Обо всем этом я не мог не думать, размышляя о двойственности Послания. Дипломаты в неизменных фраках со сладостной дрожью ждали Минуты, когда мы завершим наконец наши неофициальные, второстепенные, подготовительные труды и они, увешанные звездами орденов, помчатся к звездам, чтобы предъявить свои верительные грамоты и обменяться протокольными нотами с миллиардолетней цивилизацией. От нас требовалось только построить им мост. А ленточку они перережут сами.

Но как оно было в действительности? В каком‑ то уголке Галактики появились некогда существа, которые осознали феноменальную редкость жизни и решили вмешаться в Космогонию – чтобы подправить ее. Наследники древней цивилизации, они располагали чудовищным, невообразимым запасом познаний, если сумели так безупречно объединить жизнетворный импульс с абсолютным невмешательством в локальный процесс эволюции. Творящий сигнал не был словом, которое становится плотью; он ведать не ведал о том, чему предстояло возникнуть. В основе своей процедура проста, только повторялась она в течение времени, сравнимого с вечностью, образуя как бы широко раздвинутые берега, между которыми – уже сам по себе – и должен был развиваться процесс видообразования. Поддержка была предельно осторожной. Никакой детализации, никаких конкретных указаний, никаких инструкций, физических или химических, – ничего, кроме повышения вероятности состояний, почти невозможных с точки зрения термодинамики.

Этот усилитель вероятности был до крайности маломощен и достигал своей цели лишь потому, что проникал сквозь любую преграду; вездесущий, он пронизывал какую‑ то часть Галактики (а может, и всю Галактику? – мы ведь не знали, сколько таких сигналов высылается). Это был не единовременный акт – своим постоянством он соперничал со звездами и в то же время прекращал свое действие, стоило начаться желаемому процессу: влияние сигнала на сформировавшиеся организмы практически равнялось нулю.
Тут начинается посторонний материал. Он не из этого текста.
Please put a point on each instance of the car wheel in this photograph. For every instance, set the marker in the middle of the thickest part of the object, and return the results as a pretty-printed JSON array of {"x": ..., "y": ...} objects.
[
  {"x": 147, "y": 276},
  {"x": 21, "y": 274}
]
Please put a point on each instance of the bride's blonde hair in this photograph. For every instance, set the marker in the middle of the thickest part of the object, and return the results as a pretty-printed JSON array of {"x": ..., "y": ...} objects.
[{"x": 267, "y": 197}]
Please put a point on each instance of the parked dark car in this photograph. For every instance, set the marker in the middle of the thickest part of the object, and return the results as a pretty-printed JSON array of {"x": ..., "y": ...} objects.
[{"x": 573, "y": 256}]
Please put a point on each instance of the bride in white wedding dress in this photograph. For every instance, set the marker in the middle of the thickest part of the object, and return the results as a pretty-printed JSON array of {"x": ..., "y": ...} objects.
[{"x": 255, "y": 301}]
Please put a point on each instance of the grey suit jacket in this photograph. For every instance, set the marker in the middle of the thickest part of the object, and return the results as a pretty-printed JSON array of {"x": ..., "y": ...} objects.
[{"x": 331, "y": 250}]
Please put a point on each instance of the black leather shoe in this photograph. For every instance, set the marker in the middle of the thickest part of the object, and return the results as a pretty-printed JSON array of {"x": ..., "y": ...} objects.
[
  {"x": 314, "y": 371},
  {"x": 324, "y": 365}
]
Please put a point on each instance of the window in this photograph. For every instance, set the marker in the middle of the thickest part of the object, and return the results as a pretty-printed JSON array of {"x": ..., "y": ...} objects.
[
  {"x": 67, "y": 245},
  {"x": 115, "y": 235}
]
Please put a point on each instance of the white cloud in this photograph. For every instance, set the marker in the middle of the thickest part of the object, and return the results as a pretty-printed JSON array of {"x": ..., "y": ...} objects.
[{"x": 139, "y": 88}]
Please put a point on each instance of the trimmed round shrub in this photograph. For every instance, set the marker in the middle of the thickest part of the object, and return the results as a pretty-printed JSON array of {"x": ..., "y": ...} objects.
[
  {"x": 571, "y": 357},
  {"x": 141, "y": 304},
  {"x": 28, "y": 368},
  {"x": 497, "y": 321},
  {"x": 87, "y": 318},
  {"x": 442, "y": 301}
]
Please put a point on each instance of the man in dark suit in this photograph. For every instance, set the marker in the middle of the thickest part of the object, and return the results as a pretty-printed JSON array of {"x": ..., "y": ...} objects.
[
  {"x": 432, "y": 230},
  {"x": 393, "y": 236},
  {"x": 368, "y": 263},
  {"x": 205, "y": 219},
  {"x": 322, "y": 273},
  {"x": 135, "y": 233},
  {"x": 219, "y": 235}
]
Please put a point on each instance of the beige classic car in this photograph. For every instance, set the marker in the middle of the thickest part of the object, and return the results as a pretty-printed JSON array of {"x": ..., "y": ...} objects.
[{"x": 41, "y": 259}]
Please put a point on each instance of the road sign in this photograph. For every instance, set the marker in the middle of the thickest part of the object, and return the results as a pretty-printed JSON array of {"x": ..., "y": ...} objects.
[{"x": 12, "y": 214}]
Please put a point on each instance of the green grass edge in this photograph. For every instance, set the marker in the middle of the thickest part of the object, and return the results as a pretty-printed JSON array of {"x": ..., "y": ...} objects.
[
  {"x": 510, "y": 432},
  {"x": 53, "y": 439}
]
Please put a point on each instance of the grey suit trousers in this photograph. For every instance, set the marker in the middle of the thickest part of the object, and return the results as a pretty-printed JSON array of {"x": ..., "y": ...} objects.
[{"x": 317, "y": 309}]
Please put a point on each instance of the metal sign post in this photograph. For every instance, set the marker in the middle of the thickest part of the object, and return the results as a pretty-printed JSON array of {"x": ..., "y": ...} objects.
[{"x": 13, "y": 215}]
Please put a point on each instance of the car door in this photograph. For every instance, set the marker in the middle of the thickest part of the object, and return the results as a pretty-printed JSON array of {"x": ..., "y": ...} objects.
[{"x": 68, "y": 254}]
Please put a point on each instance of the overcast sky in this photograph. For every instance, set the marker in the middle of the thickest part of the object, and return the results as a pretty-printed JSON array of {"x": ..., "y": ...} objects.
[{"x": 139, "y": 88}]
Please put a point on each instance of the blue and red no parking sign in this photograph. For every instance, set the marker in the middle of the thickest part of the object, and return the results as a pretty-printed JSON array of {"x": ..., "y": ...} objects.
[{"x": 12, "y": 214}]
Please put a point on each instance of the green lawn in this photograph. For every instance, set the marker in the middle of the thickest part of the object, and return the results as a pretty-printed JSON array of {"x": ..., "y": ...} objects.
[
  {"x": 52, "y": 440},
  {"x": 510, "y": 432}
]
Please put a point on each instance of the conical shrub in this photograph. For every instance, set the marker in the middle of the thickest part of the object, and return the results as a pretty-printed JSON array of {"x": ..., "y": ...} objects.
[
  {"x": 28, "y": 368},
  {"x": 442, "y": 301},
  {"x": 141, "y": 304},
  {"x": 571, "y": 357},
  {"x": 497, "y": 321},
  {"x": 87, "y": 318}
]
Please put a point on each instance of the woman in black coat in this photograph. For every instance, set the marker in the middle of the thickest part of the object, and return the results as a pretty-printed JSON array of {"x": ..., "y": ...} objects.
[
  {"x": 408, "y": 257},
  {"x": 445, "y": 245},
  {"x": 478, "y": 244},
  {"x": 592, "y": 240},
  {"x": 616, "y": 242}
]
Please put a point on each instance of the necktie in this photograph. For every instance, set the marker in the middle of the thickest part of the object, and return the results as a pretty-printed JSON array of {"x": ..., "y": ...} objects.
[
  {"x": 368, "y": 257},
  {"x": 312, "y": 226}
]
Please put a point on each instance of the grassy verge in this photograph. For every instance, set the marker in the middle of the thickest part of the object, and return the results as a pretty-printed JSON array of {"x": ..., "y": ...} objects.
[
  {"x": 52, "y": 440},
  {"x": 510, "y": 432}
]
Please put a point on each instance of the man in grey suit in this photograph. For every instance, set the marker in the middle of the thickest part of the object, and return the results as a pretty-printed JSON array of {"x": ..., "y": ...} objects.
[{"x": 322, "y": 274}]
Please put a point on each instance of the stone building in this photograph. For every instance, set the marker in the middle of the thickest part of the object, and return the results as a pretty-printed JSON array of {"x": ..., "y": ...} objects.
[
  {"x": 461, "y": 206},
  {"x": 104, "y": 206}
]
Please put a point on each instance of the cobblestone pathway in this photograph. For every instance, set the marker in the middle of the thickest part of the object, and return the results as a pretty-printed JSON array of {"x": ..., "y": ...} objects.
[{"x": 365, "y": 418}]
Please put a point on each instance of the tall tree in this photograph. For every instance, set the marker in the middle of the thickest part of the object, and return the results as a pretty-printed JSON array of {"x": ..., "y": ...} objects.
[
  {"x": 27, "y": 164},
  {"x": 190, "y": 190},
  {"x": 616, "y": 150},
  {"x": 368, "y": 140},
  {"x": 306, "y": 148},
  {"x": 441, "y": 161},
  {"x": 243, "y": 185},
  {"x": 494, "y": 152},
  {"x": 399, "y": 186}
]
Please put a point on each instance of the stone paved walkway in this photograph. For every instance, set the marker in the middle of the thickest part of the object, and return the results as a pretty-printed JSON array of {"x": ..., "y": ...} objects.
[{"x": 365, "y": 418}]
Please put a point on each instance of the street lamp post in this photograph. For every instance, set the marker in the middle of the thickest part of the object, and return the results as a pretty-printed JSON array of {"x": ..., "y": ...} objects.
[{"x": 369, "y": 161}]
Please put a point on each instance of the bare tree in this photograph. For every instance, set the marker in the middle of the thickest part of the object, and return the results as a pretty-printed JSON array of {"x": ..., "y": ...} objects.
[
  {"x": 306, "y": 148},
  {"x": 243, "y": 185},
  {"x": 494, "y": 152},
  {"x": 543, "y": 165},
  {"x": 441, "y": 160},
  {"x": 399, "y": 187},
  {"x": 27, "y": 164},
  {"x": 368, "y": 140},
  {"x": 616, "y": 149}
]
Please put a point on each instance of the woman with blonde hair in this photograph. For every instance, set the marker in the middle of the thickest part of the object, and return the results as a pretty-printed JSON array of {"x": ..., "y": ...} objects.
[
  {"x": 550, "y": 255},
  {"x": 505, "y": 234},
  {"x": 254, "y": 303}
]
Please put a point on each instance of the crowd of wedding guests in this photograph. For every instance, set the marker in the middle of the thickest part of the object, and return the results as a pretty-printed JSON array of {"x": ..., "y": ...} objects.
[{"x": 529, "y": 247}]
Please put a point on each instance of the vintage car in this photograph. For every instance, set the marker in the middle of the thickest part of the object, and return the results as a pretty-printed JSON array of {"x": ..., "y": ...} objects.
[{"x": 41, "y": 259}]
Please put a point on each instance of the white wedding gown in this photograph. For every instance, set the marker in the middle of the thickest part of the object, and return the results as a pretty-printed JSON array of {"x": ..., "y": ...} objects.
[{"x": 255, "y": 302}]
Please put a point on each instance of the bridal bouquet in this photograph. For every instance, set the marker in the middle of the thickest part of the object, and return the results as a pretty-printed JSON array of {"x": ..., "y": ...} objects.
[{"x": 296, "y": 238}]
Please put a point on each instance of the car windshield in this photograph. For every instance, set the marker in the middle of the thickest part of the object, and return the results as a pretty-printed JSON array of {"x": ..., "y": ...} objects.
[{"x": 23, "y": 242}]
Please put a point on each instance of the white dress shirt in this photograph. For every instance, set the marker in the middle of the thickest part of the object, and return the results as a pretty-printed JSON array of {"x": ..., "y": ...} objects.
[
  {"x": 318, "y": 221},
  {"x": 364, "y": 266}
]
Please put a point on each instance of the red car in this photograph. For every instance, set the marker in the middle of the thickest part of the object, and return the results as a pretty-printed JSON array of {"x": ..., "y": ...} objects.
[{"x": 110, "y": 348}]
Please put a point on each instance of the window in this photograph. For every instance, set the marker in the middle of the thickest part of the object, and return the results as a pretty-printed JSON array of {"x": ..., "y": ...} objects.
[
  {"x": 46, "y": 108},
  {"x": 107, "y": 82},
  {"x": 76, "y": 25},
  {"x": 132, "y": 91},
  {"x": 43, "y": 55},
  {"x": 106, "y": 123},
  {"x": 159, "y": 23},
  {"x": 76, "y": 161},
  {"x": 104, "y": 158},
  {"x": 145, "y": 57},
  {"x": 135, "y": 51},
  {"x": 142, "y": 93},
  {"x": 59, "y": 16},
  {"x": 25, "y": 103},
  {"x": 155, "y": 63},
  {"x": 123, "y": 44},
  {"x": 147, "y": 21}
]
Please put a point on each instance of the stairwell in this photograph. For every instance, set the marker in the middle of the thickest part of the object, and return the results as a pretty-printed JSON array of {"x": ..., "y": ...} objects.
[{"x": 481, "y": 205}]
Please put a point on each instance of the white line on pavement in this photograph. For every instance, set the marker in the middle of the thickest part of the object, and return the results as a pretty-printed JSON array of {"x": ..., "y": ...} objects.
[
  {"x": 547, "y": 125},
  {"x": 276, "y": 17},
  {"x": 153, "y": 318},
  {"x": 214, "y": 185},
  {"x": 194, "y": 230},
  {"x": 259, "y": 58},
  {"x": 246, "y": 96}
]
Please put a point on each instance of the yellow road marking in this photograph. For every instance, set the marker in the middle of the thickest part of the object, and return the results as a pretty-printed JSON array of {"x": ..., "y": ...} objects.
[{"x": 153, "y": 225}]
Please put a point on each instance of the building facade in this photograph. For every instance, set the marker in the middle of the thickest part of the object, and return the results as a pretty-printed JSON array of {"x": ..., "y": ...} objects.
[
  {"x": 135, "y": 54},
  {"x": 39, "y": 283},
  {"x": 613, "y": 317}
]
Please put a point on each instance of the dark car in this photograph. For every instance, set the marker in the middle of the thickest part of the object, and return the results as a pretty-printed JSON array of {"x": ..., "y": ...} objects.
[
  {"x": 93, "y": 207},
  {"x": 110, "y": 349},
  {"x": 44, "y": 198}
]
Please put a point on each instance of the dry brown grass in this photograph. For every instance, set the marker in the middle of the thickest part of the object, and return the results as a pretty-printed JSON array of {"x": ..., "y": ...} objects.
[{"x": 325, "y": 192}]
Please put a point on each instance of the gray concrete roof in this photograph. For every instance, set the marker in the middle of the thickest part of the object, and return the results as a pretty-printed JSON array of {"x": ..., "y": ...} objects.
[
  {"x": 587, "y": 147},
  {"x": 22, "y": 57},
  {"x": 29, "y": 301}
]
Постоянство излучения меня потрясало. Конечно, могло быть и так, что Отправителей уже нет в живых, а процесс, запущенный их астроинженерами в недрах звезды (или целой их группы), будет длиться, покуда не иссякнет энергия передатчиков. Засекреченность Проекта казалась преступной перед лицом такой грандиозной картины. Перед нами предстало не просто открытие (или даже горы открытий) – нам раскрывали глаза на мир. До сих пор мы были слепыми щенками. А во мраке Галактики сиял разум, который не пытался навязать нам свое присутствие, напротив, всячески скрывал его от непосвященных.

Невыразимо плоскими казались мне все гипотезы, бывшие до сих пор в моде. Их создатели метались между двумя полюсами: между пессимизмом (дескать. Молчание Вселенной – ее естественное состояние) и бездумным оптимизмом (дескать, космические известия передаются четко, по складам, словно цивилизации, рассыпанные вокруг звезд, беседуют на манер дошкольников). Разрушен еще один миф, думал я, и еще одна истина взошла над нами; и, как обычно при встрече с истиной, мы оказались не на высоте.

Оставалась вторая, смысловая сторона сигнала. Ребенок может понять отдельные фразы, вырванные из философского трактата, но целое он охватить не способен. Мы были в сходном положении. Ребенка могут заворожить какие‑ то фразы; так и мы дивились крохотной частичке того, что расшифровали. Я так долго корпел над Посланием, так часто возобновлял попытки его разгадать, что на свой лад сжился с ним и не однажды, чувствуя, что оно высится надо мной, как гора, смутно различал великолепие его конструкции – математическое восприятие сменялось эстетическим, а может, сливалось с ним.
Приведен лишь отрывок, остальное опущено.